Welcome to the County of Berks
Smart Growth Principles
Smart Growth Principles
In addition to supporting the implementation of the Berks County Vision 2020 Comprehensive Plan, The Berks County Smart Growth Alliance recognizes the book "Better Models for Development in Pennsylvania" as a valuable resource.  The authors, Edward T. McMahon and Shelley S. Mastran, came up with Six Principles for Better Development.  These valuable principles are expanded upon within the book in greater detail, with examples and pictures as well as well being accompanied by useful implementation strategies.  Please take a moment to read the 6 Principles below:

1. Conserve Pennsylvania’s Farmland, Natural Areas and Scenic Assets

The first principle of better development should be identifying where not to develop. Successful communities always identify the areas that are most important to protect, whether it is farmland, forests, greenway corridors, riparian buffers and groundwater recharge areas, natural areas, scenic views or wildlife habitat. Every community needs an open space protection plan and the resources to implement it. Communities that have a blueprint for conservation are more amenable to accommodating growth in the areas where it is most appropriate. On the other hand, when citizens think all land is up for grabs, they often oppose development everywhere. Conserving natural and scenic assets is also important because working farms, forests, and scenic landscapes contribute to the economic vitality of our communities.


2. Maintain a Clear Edge between Town and Countryside

Pennsylvania has many strong cities and towns as well as healthy rural landscapes. Safeguarding the rural character of Pennsylvania means maintaining a clear edge between cities, towns, and countryside. This can be done by protecting agricultural land and open space while encouraging more compact building design and walkable communities. It also means encouraging infill development in our older communities, on vacant, underused or overlooked land near transit and on reclaimed former industrial sites (brownfields). By working to maintain a clear edge between town and countryside, Pennsylvania can preserve its rural landscapes and at the same time enhance the vitality of its existing communities.


3. Build and Maintain Livable and Attractive Communities

Attractive and livable cities and towns are the flip side of protecting rural character. Livable communities have a balance of jobs, homes, services, and amenities and provide interconnections among these elements. Livable communities provide housing choices and are walkable and affordable.  They’re also well designed and attractive.  Vibrant downtowns are especially important because they are the heart and soul of Pennsylvania communities, appeal to all ages, and provide the distinctive image that people take with them.  We can even reshape the strip to make it more appealing and functional. Wherever new development or redevelopment occurs, location, scale, siting and design decisions should be carefully considered.


4. Preserve Historic Resources

Pennsylvania’s rich history is evident in the wealth of historic buildings and archeological sites found in cities, small towns and rural areas throughout the state. Historic assets should be identified and protected, and developers should be encouraged to rehabilitate and reuse historic structures. Protecting historic resources such as small-town main streets is also important because historic preservation is a powerful tool for economic revitalization that generates jobs and attracts tourists and investors.
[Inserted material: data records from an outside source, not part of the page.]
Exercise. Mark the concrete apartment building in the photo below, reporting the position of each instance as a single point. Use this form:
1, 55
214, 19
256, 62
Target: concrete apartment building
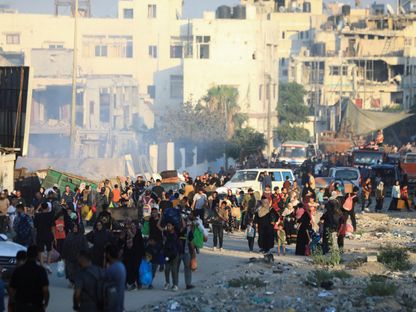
149, 57
364, 55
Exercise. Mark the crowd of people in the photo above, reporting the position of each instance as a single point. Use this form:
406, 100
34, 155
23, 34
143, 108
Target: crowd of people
101, 253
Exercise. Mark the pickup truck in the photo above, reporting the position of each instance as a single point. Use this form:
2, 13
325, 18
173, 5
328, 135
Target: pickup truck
343, 175
408, 167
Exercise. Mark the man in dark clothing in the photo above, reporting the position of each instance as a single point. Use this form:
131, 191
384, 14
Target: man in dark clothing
86, 284
105, 217
28, 291
68, 196
101, 199
44, 225
158, 189
351, 212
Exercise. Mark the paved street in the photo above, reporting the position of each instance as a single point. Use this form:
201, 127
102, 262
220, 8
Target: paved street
209, 262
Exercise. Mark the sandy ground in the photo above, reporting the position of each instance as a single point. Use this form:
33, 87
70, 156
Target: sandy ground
218, 267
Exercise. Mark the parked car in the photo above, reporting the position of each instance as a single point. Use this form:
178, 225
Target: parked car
250, 178
8, 251
349, 174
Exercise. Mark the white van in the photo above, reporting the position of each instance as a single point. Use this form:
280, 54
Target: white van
294, 152
249, 178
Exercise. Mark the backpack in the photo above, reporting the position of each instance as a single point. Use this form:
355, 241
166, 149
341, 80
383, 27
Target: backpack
349, 203
24, 228
106, 297
170, 249
172, 215
198, 240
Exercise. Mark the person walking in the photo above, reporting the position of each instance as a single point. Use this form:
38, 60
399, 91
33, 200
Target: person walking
115, 274
86, 298
220, 219
303, 238
171, 253
133, 253
200, 202
23, 227
366, 195
380, 194
29, 285
395, 195
250, 234
186, 250
73, 245
45, 233
99, 238
265, 228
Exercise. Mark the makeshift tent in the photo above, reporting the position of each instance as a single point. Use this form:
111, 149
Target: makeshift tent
357, 121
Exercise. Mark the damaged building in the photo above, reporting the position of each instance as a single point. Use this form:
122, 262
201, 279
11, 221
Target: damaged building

5. Respect Local Community Character in New Construction

Eighty percent of everything ever built in America has been built since the end of World War II, and much of it is cookie-cutter, off-the-shelf junk. New buildings can either complement the character of Pennsylvania communities, or they can turn the state into “Anyplace USA.” Pennsylvania communities should do more to ensure that new construction—particularly chain stores, shopping centers, and franchises—respects local character. Pennsylvania’s natural setting, historical development pattern, and architectural traditions make this a distinctive place. By identifying what makes each community unique, and what harms that uniqueness, localities can develop standards that foster distinctive, attractive communities with economic vitality and a strong sense of place.
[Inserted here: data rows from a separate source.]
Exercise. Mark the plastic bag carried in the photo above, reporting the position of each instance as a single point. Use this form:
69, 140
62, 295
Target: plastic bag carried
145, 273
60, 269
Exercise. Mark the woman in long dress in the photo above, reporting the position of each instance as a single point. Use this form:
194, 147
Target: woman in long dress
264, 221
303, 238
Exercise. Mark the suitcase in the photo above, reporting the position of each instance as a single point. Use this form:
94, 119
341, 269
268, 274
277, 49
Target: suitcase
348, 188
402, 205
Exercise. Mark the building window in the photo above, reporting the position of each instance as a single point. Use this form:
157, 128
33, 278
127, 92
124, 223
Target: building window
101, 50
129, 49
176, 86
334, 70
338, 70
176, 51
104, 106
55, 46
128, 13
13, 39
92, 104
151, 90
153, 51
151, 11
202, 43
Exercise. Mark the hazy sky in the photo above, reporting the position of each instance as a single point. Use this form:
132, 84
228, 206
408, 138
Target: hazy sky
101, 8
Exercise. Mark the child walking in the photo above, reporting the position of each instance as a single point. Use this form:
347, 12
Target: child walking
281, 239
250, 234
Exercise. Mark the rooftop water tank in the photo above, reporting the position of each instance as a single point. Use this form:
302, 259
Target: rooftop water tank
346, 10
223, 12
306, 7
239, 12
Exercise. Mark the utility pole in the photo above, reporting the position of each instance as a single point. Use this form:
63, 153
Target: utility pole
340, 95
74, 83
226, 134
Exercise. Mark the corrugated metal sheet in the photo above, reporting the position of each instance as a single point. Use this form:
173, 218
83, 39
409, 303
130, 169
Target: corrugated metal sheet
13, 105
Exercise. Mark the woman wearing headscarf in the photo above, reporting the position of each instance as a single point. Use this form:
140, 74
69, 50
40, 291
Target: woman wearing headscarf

6. Reduce the Impact of the Car and Promote Walkability

Reducing the impact of the automobile means providing more transportation choice. It also means designing transportation facilities that are beautiful as well as functional, that meet the needs of people as well as those of motor vehicles, and that respect and enhance local communities. Design standards for neighborhood streets, roads, bridges, parking lots and other transportation facilities should be reexamined to make them more human-scale and community friendly. Even minor design improvements can lessen the negative visual and environmental impacts of new roads and bridges. Transportation choice can be expanded by providing better public transportation and building more sidewalks, trails, and bike paths that can create a network of non-motorized transportation options within and between communities to allow citizens to increase their physical activity close to home. Communities can also foster healthy lifestyles by considering walkable, mixed-use development and traffic-calming measures like roundabouts, curb extensions, or narrowing streets to slow down traffic and make walking and biking more desirable.